Above: Dropbox’s ingenious development effort — A referral program to give/get storage
Why a referral program?
Referral programs — the “give $5, get $5” uses you see in numerous apps — have actually ended up being popular over the last few years. They have huge benefits over paid marketing channels, because you offer your CAC to your users, who then invest it within your item, as opposed to handing it over to Google or Facebook. Because they are a type of viral marketing — using your network of users to generate more users — they tap in to your item’s network results, as I explain in The Cold Start Problem. This is especially helpful for items that target high acquisition expense specific niches, whether that’s crypto users or on-demand motorists, whose CAC are typically >$200, considering that the users typically understand each other.

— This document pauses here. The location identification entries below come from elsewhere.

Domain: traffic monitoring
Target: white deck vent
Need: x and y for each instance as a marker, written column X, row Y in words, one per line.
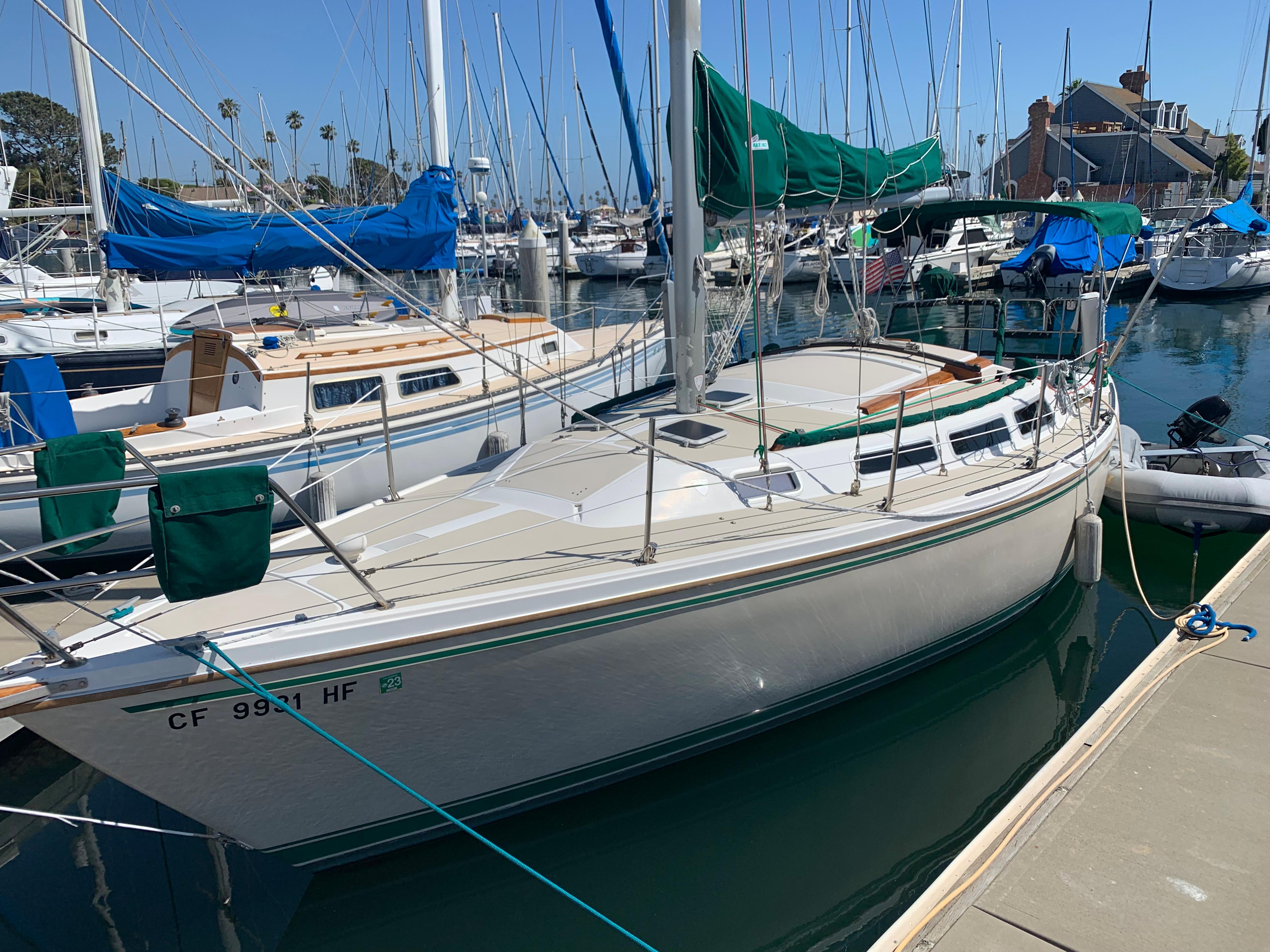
column 724, row 399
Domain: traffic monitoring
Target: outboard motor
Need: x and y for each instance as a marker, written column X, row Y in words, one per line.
column 1201, row 423
column 1037, row 268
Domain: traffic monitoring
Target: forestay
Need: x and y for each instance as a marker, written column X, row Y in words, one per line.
column 793, row 168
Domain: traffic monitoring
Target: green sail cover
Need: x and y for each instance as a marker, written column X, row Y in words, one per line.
column 793, row 168
column 210, row 530
column 65, row 461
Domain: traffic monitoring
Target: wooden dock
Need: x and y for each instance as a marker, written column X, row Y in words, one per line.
column 1148, row 830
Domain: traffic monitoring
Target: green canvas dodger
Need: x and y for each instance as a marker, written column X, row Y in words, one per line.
column 210, row 530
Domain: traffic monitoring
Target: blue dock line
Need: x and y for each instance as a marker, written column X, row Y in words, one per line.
column 248, row 682
column 1204, row 621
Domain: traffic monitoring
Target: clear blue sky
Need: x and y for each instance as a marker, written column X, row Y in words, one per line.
column 308, row 55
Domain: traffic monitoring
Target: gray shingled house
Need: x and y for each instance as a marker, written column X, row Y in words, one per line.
column 1105, row 140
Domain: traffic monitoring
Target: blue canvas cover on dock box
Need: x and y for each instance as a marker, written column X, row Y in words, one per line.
column 140, row 212
column 1078, row 247
column 417, row 234
column 38, row 398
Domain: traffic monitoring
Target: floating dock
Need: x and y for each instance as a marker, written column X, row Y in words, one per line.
column 1148, row 830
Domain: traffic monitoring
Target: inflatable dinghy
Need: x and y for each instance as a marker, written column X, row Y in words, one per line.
column 1180, row 485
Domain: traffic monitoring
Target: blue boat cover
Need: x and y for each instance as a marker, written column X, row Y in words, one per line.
column 38, row 398
column 417, row 234
column 1239, row 216
column 1076, row 244
column 144, row 214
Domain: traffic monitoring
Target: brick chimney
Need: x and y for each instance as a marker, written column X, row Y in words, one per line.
column 1135, row 81
column 1036, row 183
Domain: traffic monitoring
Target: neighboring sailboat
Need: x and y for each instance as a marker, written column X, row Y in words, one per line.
column 595, row 605
column 298, row 390
column 1226, row 252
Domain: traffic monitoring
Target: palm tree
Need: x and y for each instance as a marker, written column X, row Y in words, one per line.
column 328, row 135
column 295, row 121
column 229, row 112
column 271, row 139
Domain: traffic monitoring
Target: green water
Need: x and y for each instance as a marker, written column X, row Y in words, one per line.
column 813, row 836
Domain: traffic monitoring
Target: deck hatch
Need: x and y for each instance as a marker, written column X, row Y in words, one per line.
column 751, row 485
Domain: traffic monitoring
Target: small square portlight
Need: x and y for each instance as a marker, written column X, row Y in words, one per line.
column 691, row 433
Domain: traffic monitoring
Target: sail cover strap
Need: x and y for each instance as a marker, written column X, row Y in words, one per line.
column 793, row 168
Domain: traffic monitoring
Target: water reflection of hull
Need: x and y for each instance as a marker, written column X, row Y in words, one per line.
column 118, row 889
column 809, row 837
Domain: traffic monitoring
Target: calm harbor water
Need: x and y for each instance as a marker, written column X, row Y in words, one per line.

An effective referral program can be 20-30% of your acquisition mix, as one of numerous acquisition loops. It’s not a silver bullet, however it’s worth including to enhance other marketing efforts.
The history of the referral program
How did a structured type of consumer recommendations enter into being? It’s stated that the very first recorded referral program was developed by Julius Caesar, who in 55 BC would paid his soldiers 300 sestertii (something like a 3rd of their yearly pay) to refer a buddy to sign up with the army. And countless years later on, we still utilize, plus or minus, the exact same concept. It appears as though every customer app has actually carried out some type of a referral program, though I argue it actually started in ~2008, which is when Dropbox’s ingenious referral program was presented.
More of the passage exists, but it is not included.